Dan Workman: That came as the result of Ross and I doing some work with the City of Houston. He had worked on this ad campaign featuring notable performers, people like La Mafia and Blue October and ZZ Top and Beyonce, some of the popular actresses I can't remember who are from here.

We just started talking amongst ourselves how it's such a shame that we have to market this to the world when we really should be trying to get people on board with the idea that the Houston music scene doesn't suck, because people sort of repeat what they've heard and learned for so long.

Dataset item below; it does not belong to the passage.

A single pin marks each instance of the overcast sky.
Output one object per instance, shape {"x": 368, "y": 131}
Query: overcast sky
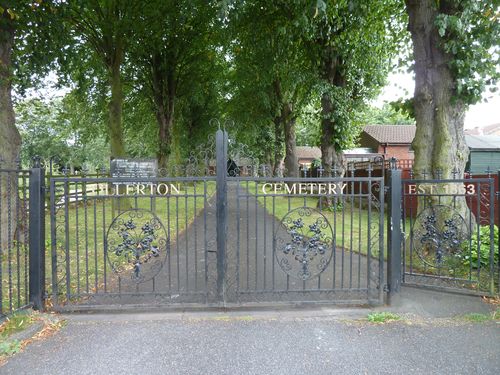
{"x": 401, "y": 85}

If you say it enough times, you believe it, or at least you're not thinking when you say it. So Ross and I thought, "We should do something about this." One of the things before the infrastructure could be better, before anything starts to change, we need to start changing the perception of ourselves.

We started kicking around the idea of having some sort of an organization that would call attention to the Houston music scene and label it with diversity being our strength. I think one of the things that may have hurt us as far as feeling proud of our music is sort of the "no zoning" of our music scene - we don't have just one thing that we are.

At various times we've been many things. We realized that Houston doesn't do any one thing long enough to become known just for that, and the corollary to that idea was that we do a lot of things really well.

RO: The Web site says one of the goals is introducing Houston to its music. Is this why you think that's necessary?

DW: Yeah. I do. I think that people here, even people that consider themselves immersed in the music scene, they think they know what's going on here when the fact of the matter is they really don't. It's just too big.

This happened to me two times in the last five days. When I was at [Rudyard's last Friday], "Animal," Wayne Turner, who was playing with Hilary Sloan, he's been on tour with Hank Jr. and done all these incredible records. I introduced myself to him - "Holy crap! I can't believe what a good job you did with Hilary. I'd love to have you come and play on some of my records."

He gave me his information, and I go home and start putting it in my phone book, and I already had it. I'd already seen this guy play ten years ago and forgot about it.

This morning, I got this email from this girl - actually she Facebooked me - and she says, "I'd love to talk to you about your record label. I just found out about you." Apparently this girl has been touring in Europe and Mexico and is like this goth-pop girl. I'd never even heard of her. I go on her MySpace and she's got ninety-something thousand plays on just two of her songs. Her name is Bianca Karina Montalvo.

 

RO: What are the advantages of this being a nonprofit?

DW: First of all, it allows us to operate without a big agenda. It's not like we're going to harness the music scene like Dennis Lange harnessed the cover-band scene for about 15 years - if you were a cover band in Houston and you wanted to get booked anywhere, you went through Dennis Lange, because he really sort of cornered the market.

We're not looking to have a commercial enterprise with The Houston Sound. We want it to be a banner we can do some good, effective PR work under. And then we didn't know - quite honestly, it was like, "Let's just do this thing, say we're doing it and see what happens."

What happened next was Angie Bertinot over at the Houston Downtown District said, "Hey, we're going to open up Market Square Park, and would you guys like to book the shows there for the fall?" I was like, "of course." We can run our diversity agenda and put some interesting shows together, and have a really good venue to do it.

RO: Did the bands you're booking have to fill out any kind of application, or is it just people you've had your eye on?

DW: Yeah. To say that it was anything other than me and Ross and Matthew Wettergreen and Gina Miller sitting around and saying, "Hey, we could have this band and this band and this band"... we were too unsophisticated to have any sort of big list or strategic agenda. It was just like, "This would make an interesting show. Let's do this."

We're kind of in the midst of thinking in those ways because of Live From SugarHill and finding bands to do that. So we have bands contact us, and we have a little bit of scheduling and booking experience in the front office here at the studio because of that. So we just started to apply that.

We didn't have many shows to do for the Downtown District, so it was kind of a no-brainer. We just reached for whatever was on the shelf that we thought would make good shows.